Rabu, 05 Januari 2011 , 07:05:00

Oleh : Hendi Candra

Pulau Borneo memiliki dioversity paling lengkap di dunia yang salah satu ciri khas utamanya adalah hutan hujan tropis, dan Kalimantan Barat terletak tepat di garis equator. Sehingga mata dunia internasional tertuju ke pulau yang indah dan kaya ini. Kalbar dengan luas 14 juta hektar memiliki luas hamparan gambut 1,7 juta hektar dengan luas kawasan hutan yang ditetapkan oleh pemerintah 9 juta hektar dan memiliki 27 wilayah Daerah Aliran Sungai (DAS) dengan luas 14, 86 juta hektar. Maka tidak heran Kalbar disebut-sebut sebagai kota seribu sungai. Namun sangat disayangkan, kawasan hutan yang dimaksud sebagian besar bukan merupakan tegakan hutan lagi karena sudah beralih fungsi.

Masalah Lingkungan Kalbar
Sebagian besar kebijakan strategis yang dikeluarkan oleh pemerintah, baik Nasional maupun Kalimantan Barat khususnya, selalu bersentuhan langsung dengan lingkungan hidup karena untuk meningkatkan pendapatan Negara masih mengambil sebesar-besarnya isi alam. Baik itu eksploitasi kayu legal dan illegal, kegiatan tambang legal dan illegal maupun aktivitas kebun monokultur skala besar yang mengkonversi tegakan hutan alam dan gambut. Kenapa dikatakan eksploitatif ? Karena sebagian besar belum ada bentuk pemulihan lingkungan, dan yang ada hanyalah meninggalkan bekas-bekas kerusakan, mewariskan bencana dan konflik sosial di masyarakat. Masyarakat di kampung semakin takut untuk berusaha dan mempertahankan haknya karena terancam kriminalisasi.

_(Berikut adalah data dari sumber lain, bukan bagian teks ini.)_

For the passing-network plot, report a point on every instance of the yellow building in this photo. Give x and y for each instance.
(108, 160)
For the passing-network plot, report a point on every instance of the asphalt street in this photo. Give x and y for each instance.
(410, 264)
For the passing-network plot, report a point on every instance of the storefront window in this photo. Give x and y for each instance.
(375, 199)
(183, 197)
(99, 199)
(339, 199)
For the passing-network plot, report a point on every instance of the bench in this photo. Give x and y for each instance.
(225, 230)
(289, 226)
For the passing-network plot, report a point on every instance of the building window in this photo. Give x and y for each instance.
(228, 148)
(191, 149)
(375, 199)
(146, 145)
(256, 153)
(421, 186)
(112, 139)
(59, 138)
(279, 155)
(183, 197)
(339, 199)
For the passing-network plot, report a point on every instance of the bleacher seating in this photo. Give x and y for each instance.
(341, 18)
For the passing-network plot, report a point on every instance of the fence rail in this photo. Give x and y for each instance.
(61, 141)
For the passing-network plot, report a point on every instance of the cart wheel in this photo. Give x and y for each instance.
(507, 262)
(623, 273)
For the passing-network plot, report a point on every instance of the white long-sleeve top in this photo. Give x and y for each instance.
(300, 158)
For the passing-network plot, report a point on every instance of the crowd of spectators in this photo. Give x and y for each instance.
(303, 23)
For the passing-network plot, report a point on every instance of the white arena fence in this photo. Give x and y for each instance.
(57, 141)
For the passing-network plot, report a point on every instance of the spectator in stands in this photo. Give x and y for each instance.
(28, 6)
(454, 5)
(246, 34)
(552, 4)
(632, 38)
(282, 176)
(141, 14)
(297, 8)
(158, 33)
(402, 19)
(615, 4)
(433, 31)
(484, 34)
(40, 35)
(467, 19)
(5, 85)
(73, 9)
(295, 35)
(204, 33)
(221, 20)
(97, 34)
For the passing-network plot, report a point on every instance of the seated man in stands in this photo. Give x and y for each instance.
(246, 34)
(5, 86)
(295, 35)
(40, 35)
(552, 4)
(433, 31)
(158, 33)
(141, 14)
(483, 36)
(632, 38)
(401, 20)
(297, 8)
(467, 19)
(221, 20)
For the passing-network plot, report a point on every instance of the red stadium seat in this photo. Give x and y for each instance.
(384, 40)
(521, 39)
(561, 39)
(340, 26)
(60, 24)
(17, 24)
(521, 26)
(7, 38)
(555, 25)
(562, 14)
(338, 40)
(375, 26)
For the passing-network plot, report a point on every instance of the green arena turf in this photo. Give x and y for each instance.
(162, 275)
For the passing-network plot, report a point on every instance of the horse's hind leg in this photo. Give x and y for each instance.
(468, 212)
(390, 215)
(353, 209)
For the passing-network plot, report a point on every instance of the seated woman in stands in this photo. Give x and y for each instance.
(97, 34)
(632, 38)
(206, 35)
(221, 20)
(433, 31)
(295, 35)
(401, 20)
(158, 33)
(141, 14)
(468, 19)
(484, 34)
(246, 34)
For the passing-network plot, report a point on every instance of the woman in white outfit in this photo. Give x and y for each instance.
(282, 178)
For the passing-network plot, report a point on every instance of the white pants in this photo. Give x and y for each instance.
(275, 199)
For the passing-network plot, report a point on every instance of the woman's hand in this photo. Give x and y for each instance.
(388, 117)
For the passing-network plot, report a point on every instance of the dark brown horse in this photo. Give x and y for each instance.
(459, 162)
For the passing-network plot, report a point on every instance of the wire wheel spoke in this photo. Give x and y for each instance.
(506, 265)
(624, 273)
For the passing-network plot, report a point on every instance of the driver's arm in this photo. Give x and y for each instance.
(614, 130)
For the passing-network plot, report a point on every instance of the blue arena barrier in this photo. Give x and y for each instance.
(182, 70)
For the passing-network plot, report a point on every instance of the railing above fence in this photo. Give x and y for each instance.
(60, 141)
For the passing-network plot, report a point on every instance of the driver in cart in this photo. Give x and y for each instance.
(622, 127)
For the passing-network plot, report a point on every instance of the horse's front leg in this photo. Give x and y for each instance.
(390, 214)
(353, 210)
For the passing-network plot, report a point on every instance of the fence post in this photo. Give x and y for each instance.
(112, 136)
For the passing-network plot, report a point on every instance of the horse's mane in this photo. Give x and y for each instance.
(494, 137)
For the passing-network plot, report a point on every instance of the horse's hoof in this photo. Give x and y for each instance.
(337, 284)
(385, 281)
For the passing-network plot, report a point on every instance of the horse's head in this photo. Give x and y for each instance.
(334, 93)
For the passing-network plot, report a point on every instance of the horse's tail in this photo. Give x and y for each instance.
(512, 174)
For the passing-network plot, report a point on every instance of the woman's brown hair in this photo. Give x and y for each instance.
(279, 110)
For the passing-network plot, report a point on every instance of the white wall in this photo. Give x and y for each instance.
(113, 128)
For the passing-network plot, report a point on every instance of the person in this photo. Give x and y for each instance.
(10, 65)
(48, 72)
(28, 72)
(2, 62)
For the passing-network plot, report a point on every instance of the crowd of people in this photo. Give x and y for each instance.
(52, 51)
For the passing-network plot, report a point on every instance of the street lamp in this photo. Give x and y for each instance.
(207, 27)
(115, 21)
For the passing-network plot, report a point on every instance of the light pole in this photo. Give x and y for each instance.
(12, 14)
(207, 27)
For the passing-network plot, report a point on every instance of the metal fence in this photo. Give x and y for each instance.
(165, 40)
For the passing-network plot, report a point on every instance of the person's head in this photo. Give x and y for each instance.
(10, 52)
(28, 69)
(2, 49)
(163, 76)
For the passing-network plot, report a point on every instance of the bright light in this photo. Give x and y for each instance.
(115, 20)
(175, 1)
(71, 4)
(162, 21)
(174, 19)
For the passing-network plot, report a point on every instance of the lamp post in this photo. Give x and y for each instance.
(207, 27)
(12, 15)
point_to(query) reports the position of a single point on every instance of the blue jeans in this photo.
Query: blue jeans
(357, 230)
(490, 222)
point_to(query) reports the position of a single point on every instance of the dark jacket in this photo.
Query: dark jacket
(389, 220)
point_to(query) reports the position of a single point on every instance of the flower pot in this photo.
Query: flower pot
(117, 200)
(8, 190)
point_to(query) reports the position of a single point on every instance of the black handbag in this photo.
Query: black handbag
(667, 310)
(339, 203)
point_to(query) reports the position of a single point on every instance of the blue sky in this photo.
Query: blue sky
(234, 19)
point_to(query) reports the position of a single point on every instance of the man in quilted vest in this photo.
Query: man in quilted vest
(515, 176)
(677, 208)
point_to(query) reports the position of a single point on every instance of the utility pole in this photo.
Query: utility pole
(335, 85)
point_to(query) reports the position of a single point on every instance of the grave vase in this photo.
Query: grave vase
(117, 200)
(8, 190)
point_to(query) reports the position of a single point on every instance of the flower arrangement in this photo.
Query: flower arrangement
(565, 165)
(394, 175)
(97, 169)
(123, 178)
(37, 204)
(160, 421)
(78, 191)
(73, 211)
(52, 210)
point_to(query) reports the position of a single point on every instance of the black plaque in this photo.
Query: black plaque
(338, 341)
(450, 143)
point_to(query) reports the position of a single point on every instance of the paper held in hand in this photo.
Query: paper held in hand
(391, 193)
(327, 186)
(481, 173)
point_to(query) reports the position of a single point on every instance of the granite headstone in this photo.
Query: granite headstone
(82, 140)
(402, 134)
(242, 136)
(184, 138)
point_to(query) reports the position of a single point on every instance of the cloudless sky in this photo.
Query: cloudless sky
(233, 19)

Konversi hutan untuk perkebunan sawit skala besar di Kalimantan Barat masih menjadi menu utama di tahun 2010 dan merupakan tersangka utama penyebab hilangnya tegakan hutan dan konflik lahan dengan masyarakat. Isu tambang juga menjadi masalah yang selalu dibahas pada tahun 2010, karena menyangkut kualitas dan kuantitas air di sungai utama yaitu sungai Kapuas yang memiliki panjang 1.086 km dan melintasi 5 Kabupaten dan Kota. Namun aktivitas tambang yang kurang bersahabat dengan lingkungan ini hampir terdapat di semua Kabupaten dan Kota di Kalimantan Barat. Merkuri yang digunakan untuk memisahkan emas dengan material lainnya sudah mencemari sungai-sungai utama Kalimantan Barat sehingga dari 27 DAS di Kalimantan Barat, aktivitas ini berkontribusi terhadap 26 DAS dalam kondisi kritis dan sangat kritis.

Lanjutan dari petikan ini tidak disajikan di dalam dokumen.